The Virginia Supreme Court upheld a circuit court ruling that reinstated Tanner Cross, a teacher who was banned for speaking out against a proposed transgender pronoun mandate.
The Court cited recent First Amendment precedents from both the U.S. Supreme court and the 6th U.S. Circuit Court of Appeals, which does not have jurisdiction over Virginia federal courts, Just the News reports.
“[I]t is settled law that the government may not take adverse employment actions against its employees in reprisal for their exercising their right to speak on matters of public concern,” and the district doesn’t dispute that Cross was speaking on an “issue of social, political, or other interest to a community,” the high court said.
The district “incorrectly minimize[d] Cross’ interest in making his public comments.” He had a “compelling” interest in sharing his view that the proposed policy, which was later approved, “can harm [children’s] physical or mental wellbeing” and that it could “burden his freedoms of expression and religion” by forcing him to address students as the opposite sex.”

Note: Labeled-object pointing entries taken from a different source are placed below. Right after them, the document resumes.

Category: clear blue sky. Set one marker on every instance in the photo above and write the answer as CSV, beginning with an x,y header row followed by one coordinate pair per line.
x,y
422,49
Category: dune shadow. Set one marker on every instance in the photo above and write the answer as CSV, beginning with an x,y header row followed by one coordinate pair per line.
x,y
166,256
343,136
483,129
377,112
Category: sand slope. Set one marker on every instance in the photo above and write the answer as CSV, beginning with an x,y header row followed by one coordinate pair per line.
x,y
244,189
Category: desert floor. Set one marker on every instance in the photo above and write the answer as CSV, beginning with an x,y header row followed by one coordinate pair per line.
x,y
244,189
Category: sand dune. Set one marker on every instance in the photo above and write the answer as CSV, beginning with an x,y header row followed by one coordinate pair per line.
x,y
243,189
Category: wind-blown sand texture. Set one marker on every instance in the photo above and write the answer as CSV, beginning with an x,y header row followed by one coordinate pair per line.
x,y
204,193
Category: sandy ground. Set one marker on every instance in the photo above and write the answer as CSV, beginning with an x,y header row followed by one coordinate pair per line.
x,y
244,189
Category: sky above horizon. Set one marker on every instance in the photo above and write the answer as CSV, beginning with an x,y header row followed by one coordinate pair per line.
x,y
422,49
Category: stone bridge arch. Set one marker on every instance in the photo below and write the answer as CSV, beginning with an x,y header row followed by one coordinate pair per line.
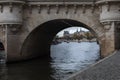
x,y
39,40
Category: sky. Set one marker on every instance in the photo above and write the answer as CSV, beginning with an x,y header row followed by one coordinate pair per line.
x,y
72,30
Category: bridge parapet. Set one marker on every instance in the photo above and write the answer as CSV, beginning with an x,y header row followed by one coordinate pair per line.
x,y
11,11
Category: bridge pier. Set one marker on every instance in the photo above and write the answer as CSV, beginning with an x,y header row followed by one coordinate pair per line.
x,y
110,18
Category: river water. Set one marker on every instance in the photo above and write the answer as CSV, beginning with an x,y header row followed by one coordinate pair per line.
x,y
67,58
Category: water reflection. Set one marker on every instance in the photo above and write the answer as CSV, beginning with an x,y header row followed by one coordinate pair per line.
x,y
3,72
71,57
67,58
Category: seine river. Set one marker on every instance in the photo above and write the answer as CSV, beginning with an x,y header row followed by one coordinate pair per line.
x,y
67,58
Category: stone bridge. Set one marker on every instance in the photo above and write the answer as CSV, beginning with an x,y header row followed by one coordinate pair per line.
x,y
27,27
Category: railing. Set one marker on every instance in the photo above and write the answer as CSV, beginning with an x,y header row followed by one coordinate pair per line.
x,y
62,0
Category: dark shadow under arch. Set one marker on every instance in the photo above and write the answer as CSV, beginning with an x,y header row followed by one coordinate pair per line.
x,y
39,40
1,46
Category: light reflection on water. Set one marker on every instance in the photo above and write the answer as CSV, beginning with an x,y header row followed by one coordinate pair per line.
x,y
67,58
71,57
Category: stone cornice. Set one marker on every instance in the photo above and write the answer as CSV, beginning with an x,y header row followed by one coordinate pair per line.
x,y
59,3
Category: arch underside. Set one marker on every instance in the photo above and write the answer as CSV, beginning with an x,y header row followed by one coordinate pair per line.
x,y
39,40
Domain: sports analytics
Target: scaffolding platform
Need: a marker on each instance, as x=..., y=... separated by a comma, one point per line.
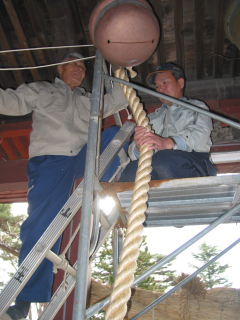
x=192, y=201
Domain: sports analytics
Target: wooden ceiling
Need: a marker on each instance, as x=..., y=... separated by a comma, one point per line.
x=192, y=35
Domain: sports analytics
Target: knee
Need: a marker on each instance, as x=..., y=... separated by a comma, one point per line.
x=162, y=163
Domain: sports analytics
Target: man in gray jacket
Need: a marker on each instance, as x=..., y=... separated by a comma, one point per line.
x=57, y=152
x=180, y=137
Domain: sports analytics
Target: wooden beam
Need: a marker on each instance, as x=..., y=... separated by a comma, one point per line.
x=157, y=5
x=62, y=28
x=41, y=33
x=219, y=39
x=178, y=22
x=199, y=42
x=10, y=56
x=21, y=37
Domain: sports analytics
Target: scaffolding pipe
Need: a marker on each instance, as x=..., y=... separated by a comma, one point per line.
x=115, y=251
x=179, y=285
x=97, y=307
x=83, y=247
x=177, y=101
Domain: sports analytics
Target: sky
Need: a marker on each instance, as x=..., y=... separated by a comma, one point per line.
x=165, y=240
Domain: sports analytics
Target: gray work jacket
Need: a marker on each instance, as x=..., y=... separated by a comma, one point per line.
x=190, y=129
x=60, y=115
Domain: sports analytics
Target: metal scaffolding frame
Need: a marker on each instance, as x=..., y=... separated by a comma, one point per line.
x=87, y=193
x=80, y=293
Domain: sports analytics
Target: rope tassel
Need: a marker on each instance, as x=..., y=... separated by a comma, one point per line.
x=128, y=259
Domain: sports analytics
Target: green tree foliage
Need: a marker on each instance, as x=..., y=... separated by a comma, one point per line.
x=9, y=234
x=213, y=274
x=102, y=267
x=10, y=245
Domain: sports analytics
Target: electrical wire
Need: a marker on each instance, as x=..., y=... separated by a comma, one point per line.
x=44, y=48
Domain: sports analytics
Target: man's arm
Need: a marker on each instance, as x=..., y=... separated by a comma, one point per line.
x=114, y=101
x=17, y=102
x=141, y=137
x=197, y=129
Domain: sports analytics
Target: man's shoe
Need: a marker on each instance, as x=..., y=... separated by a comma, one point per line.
x=17, y=312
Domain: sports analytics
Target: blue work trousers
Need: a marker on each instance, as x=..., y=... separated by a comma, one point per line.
x=50, y=182
x=174, y=164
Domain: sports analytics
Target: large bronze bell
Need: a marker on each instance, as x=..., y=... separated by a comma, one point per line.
x=126, y=32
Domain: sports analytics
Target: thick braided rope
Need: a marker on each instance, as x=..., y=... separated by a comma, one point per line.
x=125, y=273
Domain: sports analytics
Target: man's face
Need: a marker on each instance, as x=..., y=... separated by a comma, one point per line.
x=72, y=73
x=165, y=83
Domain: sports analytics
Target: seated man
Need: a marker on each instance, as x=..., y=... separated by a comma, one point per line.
x=180, y=136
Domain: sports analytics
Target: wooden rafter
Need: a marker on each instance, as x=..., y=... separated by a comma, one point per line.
x=21, y=37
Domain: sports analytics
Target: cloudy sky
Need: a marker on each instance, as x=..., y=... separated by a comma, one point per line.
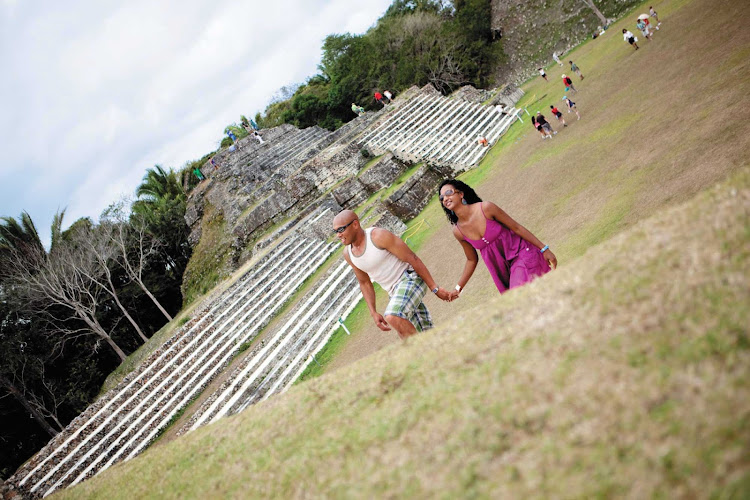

“The only disruption the Defendants can point to is that a tiny minority of parents requested that Cross not interact with their children,” the high court ruled. “However, the Defendants identify no case in which such a nominal actual or expected disturbance justified restricting speech as constitutionally valued as Cross’ nor have they attempted to explain why immediate suspension and restricted access to further Board meetings was the proportional or rational response to addressing the concerns of so few parents.”
As previously reported by Human Events News, in June, Circuit Court Judge James E. Plowman Jr. ordered the Loudoun County School System to reinstate Cross and to lift its ban on his entering any county school building or grounds.
“Educators are just like everybody else – they have ideas and opinions that they should be free to express,” Tyson Langhofer, one of Cross’ lawyers, said in a written statement celebrating the judge’s decision.
“Advocating for solutions they believe in should not cost [teachers] their jobs. School officials singled out his speech, offered in his private capacity at a public meeting, as ‘disruptive’ and then suspended him for speaking his mind,” he continued. “That’s neither legal nor constitutional. Dozens of other teachers have shared their beliefs on various policies without retaliation; Tanner deserves to be treated with the same respect.